After that comes frequency response at the angle which provides first reflection into the listening area (which our ear typically treats as part of the "direct" sound). What angle that is depends on placement and toe-in, and how it sounds is heavily influenced by "treatment" at the reflection points. The room has become a part of the loudspeaker.

Third there's the overall power response (which is what you are asking about here). For most listening positions this multiply reflected sound is the major contributor to the sound we hear, and establishes our sense of overall frequency response. If it differs considerably from the direct sound we unconsciously attribute the difference to the room, although if we are familiar with the room we may recognize, and correctly identify, the speaker's contribution. That's one of the primary indicators that lets us tell "real" from "reproduced" (and judge the overall quality of a loudspeaker). But once again the room, or more accurately the room's absorbtion response, becomes a part of the loudspeaker.
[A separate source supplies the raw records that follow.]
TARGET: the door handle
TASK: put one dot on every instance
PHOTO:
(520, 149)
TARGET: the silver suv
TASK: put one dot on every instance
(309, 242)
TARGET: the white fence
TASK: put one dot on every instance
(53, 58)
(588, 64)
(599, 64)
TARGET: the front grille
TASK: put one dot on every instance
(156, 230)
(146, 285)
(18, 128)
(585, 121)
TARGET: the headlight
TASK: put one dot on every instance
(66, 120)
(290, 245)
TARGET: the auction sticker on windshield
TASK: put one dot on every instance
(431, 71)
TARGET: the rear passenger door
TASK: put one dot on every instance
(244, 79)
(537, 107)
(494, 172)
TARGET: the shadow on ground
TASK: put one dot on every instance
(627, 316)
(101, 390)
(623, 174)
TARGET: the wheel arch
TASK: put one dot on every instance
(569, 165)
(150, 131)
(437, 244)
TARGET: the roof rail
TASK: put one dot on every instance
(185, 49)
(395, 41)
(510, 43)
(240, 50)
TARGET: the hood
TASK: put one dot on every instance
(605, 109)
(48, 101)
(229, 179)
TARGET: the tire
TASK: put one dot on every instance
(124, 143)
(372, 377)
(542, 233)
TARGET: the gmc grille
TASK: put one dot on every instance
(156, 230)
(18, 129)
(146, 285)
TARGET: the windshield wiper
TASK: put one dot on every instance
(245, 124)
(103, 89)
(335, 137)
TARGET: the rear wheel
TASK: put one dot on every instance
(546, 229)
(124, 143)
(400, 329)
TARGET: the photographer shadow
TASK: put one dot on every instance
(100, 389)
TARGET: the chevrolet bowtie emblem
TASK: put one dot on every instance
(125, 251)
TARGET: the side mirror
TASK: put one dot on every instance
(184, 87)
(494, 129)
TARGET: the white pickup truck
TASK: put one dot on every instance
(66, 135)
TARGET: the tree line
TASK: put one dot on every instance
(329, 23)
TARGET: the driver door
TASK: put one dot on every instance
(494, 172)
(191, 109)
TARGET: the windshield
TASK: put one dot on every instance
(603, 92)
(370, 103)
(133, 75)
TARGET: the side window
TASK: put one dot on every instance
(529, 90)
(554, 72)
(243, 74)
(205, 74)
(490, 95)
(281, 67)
Two "general" rules: a smoothly falling (with frequency) power response makes the room sound "bigger", and an irregular power response screams "loudspeaker".

Whether auxiliary speakers can effectively "fill in" the flawed power response of loudspeakers of uneven directivity without themselves being perceived is one of those questions so complex, so dependent on other considerations, and so dependent on specific circumstance as to be almost unanswerable. It's a big "maybe". Better, probably, to simply forego the speaker with irregular "beamy" directivity and try something else.